An LL circuit, a first VCO circuit as the frequency generation means, and a first PLL circuit as the phase and frequency synchronization control means, which input a signal output from the first VCO circuit, A first frequency dividing circuit as frequency dividing means for converting the frequency into a frequency of 1 / M, a second VCO circuit as frequency generating means for generating an output frequency of the RF switch circuit, and a second VCO as frequency generating means 2nd P as phase and frequency synchronization control means having circuit in internal circuit
An LL circuit; an output signal of a first frequency divider as the frequency divider; and an output signal of a second VCO circuit as the frequency generator.

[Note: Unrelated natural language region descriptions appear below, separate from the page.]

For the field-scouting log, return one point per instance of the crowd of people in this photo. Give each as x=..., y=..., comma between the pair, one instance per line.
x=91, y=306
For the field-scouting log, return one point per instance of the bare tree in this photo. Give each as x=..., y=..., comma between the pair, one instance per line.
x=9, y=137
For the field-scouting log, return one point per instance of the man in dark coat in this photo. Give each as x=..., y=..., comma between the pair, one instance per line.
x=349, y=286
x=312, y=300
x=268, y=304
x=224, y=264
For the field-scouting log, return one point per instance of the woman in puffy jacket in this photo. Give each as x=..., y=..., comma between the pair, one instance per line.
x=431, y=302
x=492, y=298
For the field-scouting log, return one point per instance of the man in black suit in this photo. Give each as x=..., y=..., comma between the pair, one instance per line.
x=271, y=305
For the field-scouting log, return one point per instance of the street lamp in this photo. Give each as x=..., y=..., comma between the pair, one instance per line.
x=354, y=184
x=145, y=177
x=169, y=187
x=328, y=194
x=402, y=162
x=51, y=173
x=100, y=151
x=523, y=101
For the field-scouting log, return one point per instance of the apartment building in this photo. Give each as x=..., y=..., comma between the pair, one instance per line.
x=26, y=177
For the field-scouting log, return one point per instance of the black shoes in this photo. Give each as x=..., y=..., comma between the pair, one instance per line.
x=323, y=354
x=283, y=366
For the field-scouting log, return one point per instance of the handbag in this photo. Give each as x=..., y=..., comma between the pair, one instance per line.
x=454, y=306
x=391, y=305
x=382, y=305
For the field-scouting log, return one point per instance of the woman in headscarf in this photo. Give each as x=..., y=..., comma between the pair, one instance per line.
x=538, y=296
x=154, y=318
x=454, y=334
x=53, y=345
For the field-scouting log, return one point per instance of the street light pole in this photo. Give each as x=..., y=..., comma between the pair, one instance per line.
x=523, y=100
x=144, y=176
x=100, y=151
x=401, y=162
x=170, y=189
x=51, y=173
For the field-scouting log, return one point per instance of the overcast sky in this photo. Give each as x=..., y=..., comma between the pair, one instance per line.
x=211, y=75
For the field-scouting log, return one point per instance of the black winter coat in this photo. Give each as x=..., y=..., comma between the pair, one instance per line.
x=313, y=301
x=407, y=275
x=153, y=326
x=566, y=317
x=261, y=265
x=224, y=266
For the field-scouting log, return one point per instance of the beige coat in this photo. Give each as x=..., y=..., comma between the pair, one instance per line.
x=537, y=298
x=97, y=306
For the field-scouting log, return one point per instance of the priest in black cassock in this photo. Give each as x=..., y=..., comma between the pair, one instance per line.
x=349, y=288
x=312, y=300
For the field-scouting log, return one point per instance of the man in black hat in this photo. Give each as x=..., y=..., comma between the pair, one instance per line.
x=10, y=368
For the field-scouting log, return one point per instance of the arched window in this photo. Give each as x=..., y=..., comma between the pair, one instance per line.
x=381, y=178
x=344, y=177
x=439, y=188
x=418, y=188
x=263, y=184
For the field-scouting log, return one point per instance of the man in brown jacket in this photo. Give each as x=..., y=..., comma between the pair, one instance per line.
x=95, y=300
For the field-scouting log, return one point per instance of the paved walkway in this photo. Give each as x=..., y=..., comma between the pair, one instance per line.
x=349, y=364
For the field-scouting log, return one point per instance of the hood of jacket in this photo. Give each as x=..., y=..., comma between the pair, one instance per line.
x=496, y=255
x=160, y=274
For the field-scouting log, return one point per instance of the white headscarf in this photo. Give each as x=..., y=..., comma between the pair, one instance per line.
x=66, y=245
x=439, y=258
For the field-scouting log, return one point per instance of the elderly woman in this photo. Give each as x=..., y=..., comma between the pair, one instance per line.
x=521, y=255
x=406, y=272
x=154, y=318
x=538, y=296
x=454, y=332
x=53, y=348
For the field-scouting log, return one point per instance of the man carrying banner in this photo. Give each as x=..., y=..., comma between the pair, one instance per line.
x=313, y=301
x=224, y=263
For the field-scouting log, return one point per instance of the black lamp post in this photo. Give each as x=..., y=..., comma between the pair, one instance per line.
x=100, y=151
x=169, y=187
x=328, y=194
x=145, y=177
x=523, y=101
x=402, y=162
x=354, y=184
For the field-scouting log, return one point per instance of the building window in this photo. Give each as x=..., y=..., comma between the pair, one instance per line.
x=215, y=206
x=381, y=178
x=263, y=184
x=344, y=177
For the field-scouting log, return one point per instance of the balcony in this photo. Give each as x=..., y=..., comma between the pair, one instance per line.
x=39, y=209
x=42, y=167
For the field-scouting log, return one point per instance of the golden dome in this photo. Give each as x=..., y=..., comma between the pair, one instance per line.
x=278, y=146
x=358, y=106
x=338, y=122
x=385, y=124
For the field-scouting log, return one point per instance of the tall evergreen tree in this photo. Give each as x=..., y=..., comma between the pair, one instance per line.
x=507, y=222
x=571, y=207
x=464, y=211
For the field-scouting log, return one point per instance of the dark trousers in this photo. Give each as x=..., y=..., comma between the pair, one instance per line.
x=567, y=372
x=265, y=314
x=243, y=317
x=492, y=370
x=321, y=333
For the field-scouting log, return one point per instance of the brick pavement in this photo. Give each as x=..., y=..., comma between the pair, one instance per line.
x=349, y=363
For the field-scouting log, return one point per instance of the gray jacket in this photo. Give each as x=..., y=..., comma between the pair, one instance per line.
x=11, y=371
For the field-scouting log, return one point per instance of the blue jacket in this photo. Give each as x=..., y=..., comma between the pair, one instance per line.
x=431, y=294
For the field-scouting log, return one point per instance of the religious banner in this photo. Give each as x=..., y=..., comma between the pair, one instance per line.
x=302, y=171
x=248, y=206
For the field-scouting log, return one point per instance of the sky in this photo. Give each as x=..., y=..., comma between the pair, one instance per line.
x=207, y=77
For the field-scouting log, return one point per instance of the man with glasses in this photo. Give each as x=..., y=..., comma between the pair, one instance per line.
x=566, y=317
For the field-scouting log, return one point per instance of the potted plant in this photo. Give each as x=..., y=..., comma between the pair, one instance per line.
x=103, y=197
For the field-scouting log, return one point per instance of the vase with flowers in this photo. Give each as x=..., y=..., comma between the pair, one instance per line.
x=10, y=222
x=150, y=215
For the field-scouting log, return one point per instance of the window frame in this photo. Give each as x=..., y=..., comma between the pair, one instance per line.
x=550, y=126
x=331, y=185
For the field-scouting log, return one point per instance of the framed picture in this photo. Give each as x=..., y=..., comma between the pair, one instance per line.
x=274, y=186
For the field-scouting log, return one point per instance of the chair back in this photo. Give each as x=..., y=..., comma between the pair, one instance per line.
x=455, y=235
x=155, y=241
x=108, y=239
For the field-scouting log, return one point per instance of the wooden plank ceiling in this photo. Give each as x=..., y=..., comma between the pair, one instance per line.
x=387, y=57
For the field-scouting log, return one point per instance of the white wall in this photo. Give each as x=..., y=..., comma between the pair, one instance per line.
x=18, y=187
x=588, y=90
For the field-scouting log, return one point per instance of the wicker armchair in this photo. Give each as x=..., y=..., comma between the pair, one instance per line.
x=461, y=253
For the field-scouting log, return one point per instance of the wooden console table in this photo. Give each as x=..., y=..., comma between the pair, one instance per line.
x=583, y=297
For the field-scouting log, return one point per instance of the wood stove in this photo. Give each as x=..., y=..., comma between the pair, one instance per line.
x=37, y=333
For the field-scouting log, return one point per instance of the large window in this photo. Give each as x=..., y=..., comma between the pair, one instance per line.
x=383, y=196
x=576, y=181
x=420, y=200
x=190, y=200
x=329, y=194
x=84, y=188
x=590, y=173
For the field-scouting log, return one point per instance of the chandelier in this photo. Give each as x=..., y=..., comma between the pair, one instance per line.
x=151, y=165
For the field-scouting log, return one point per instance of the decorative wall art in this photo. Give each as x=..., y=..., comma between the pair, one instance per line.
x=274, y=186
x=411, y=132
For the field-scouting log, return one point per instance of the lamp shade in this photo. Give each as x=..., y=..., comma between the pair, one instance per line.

And an RF switch circuit as frequency switching means for receiving two output signals, selecting one of the two signals, and outputting the selected signal. 4. An internal circuit comprising: a second VCO circuit as a frequency generating means for generating a frequency N (N is an odd number) times the output frequency of the RF switch circuit; and a second VCO circuit as the frequency generating means. , The second P as the phase and frequency synchronization control means
An LL circuit, a second VCO circuit as the frequency generating means, and a second PLL circuit as the phase and frequency synchronization control means, which input a signal output from the second VCO circuit and input a frequency of the input signal. A second frequency dividing circuit as frequency dividing means for converting the frequency to 1 / N times, an output signal of the first frequency dividing circuit as the frequency dividing means, and a second frequency dividing circuit as the frequency dividing means 4. The phase synchronization according to claim 3, further comprising: an RF switch circuit serving as frequency switching means for inputting two output signals of the output signals, selecting one of the two signals, and outputting the selected signal. apparatus. 5. An internal circuit comprising: a second VCO circuit as frequency generating means for generating a frequency N (N is an odd number) times the output frequency of the RF switch circuit; and a second VCO circuit as said frequency generating means. , The second P as the phase and frequency synchronization control means
An LL circuit, a second VCO circuit as the frequency generating means, and a second PLL circuit as a phase and frequency synchronization control means, which inputs a signal output from the second VCO circuit, A second frequency divider as frequency dividing means for converting the frequency to a frequency of 1 / N; an output signal of the first frequency multiplier as the frequency multiplier; and a second frequency divider as the frequency divider. 2. The phase synchronizer according to claim 1, further comprising: an RF switch circuit serving as frequency switching means for inputting two output signals of the output signals, selecting one of the two signals, and outputting the selected signal. . 6. A second VCO as said frequency generating means
The phase synchronization device according to claim 1, wherein the circuit includes a VCO circuit having strong even harmonic characteristics. 7. The phase synchronizer according to claim 1, wherein said multiplying means includes a multiplication processing circuit. 8. The phase synchronization device according to claim 3, wherein said frequency dividing means includes a counter circuit.